O que é a Divina Misericórdia e o que ela significa nos dias atuais?

Neste Domingo em que a Igreja celebra a Divina Misericórdia, a Arquidiocese de Curitiba traz para reflexão um artigo do Pe. Francisco Anchieta, reitor do Santuário da Divina Misericórdia de Curitiba.

 

 

“Caríssimos irmãos e irmãs, venho através deste partilhar um pouco sobre este grande atributo de Deus que é a Sua Misericórdia. Desde já, saliento que aquilo que se fala sobre a Divina Misericórdia a partir da devoção propagada em nosso tempo, enquanto Misericórdia infinita, jamais poderá defini-la naquilo que ela é em si mesma. Se fosse para resumir em poucas palavras, poderíamos dizer que a Divina Misericórdia é o amor infinito de Deus por seus filhos e filhas.

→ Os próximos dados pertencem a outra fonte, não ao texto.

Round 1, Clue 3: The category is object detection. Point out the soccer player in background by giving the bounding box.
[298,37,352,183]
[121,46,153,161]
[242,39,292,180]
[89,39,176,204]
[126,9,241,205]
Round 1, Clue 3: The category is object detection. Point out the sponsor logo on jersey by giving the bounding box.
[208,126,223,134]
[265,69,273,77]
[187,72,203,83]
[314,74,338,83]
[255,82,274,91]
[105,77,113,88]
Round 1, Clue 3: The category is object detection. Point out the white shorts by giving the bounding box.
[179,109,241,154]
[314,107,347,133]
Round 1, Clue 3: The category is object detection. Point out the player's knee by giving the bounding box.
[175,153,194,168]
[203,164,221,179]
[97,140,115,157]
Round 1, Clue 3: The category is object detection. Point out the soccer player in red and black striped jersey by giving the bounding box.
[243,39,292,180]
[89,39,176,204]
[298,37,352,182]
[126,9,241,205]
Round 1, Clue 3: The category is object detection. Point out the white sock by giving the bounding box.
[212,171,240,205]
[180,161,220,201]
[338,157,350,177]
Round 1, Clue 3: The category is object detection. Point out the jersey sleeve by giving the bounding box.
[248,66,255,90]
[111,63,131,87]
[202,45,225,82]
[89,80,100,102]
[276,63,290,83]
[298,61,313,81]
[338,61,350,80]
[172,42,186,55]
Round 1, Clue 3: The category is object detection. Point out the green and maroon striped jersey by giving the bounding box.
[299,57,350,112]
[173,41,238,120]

No entanto, para chegarmos a isso, faz-se necessário falar da Divina Misericórdia enquanto uma devoção que, hoje, é proclamada, divulgada e buscada em diversas partes do mundo. Uma devoção que surge ainda no século XX, mais especificamente na Polônia – entre os anos 1930 e 1938 –, através da experiência vivida por uma religiosa chamada Irmã Faustina – hoje Santa Faustina, que nasceu no ano de 1905 e faleceu em 1938.

Ao longo da história, percebemos que diversas são as formas pelas quais Deus se revela e cuida do seu povo, o que se dá em fatos – dos quais encontramos relatos mais antigos, na Sagrada Escritura, mas também em outros escritos históricos, quando compreendidos de um ponto de vista da fé. Esse cuidado também se dá através de pessoas que, a exemplo de Faustina, vivem suas experiências pessoais como benefícios particulares, mas são especialmente colocadas a serviço de outros. Outras devoções também podem servir de exemplo, dentre as quais cito a do Sagrado Coração de Jesus, o qual é “manso e humilde” – muitas pessoas experimentaram e partilharam essas vivências.

É importante salientar também que a Misericórdia Divina enquanto devoção não se trata de uma novidade em si, um invento novo que, às vezes, acaba por ainda encontrar algumas resistências. Na realidade, a Divina Misericórdia, enquanto devoção, se refere a uma forma contemporânea de falar e experimentar o amor misericordioso de Deus para com a humanidade. De um ponto de vista do Diário de Santa Faustina, podemos dizer que é: “[…] a transmissão de novas formas do culto da Misericórdia Divina, cuja prática haverá de conduzir à renovação da vida cristã em espírito de confiança e misericórdia” (Diário, p. 8–9).

santa-faustinaUma vez mencionado o Diário de Santa Faustina, faz-se necessário esclarecer que ele se trata de um livro no qual a religiosa relata sua experiência da misericórdia – relatos feitos, mais especificamente, nos seus últimos quatro anos de vida, entre 1934 e 1938. O diário é, além da Sagrada Escritura e os documentos da Igreja, uma das bases de orientação para essa devoção. Nele, encontramos todos os aspectos trabalhados na devoção, desde as explicações sobre o quadro de Jesus misericordioso e seu significado, o Terço da Misericórdia, a Festa da Divina Misericórdia, as obras de misericórdia, etc. Tudo isso, hoje, é aprovado e oficializado pela Igreja, quebrando a ideia que ainda pode insistir de que se trata de um culto ou devoção particular.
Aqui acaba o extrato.